What we didn’t know at the time, but do now, is that while Mr Varley and Mr Diamond were frantically negotiating with the Americans, the Barclays executive Roger Jenkins, who was among those charged last week, and Ms Staveley were negotiating with Sheikh Hamad bin Jassim bin Jabr Al Thani (or HBJ), to raise the extra capital they needed to complete the Lehman deal. A month later the banking system went into meltdown and all the British banks were summoned to the Treasury where three of them – Lloyds, HBOS and RBS – were required to accept £37 billion (then about Dh237bn) of state capital between them. The UK government ended up owning 43 per cent of Lloyds/HBOS and more than 80 per cent of RBS. To the astonishment of the other bank chief executives, Barclays, alone of the Big Four clearing banks, escaped the stigma of state control by raising more than £7bn from private sources. How did it do that when the markets were closed and no bank could raise a cent in new capital? Now we know – it already had the money lined up. It just used it for a different purpose. Mr Varley and Mr Diamond were hugely disappointed to lose the Lehman deal but they made the most of it a few weeks later by buying the assets they wanted, leaving the liabilities behind – not the deal they originally wanted but actually, as things turned out, a much, much better one. Barclays originally thought there was a net deficit in Lehman of about US$10bn. A study in 2013 estimated that Lehman was actually “in the hole” for at least $100bn, and perhaps $200bn – which would have brought down not just Barclays but the whole British economy.
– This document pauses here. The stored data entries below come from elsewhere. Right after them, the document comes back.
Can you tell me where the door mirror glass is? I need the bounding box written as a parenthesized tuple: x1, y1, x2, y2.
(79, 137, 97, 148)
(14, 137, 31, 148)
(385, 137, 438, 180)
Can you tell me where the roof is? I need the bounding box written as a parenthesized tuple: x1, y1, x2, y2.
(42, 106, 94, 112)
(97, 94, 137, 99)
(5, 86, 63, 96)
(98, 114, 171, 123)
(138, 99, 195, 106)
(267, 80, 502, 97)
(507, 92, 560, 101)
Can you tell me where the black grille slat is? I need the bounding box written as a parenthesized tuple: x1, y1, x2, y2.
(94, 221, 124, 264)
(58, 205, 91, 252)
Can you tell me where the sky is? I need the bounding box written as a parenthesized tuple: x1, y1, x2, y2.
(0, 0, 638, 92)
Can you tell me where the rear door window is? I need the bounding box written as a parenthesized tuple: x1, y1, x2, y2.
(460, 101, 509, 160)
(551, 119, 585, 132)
So it was a lucky escape for the British government and for HBJ, who would have lost all his money. But it is not so lucky for Mr Varley, Mr Jenkins and the other two former executives who now face charges of fraud over the terms of the deal struck with the Qataris. They will literally be in the dock on July 3 for a case that will probably run for years and which could, if they are found guilty, result in them doing up to 10 years in jail.
The irony is that the charges relate, not to what they did to precipitate the financial crisis – but what they did to avoid it. I think we’d all feel better if the real culprits, notably the former chief of RBS, Fred Goodwin, were in the dock instead.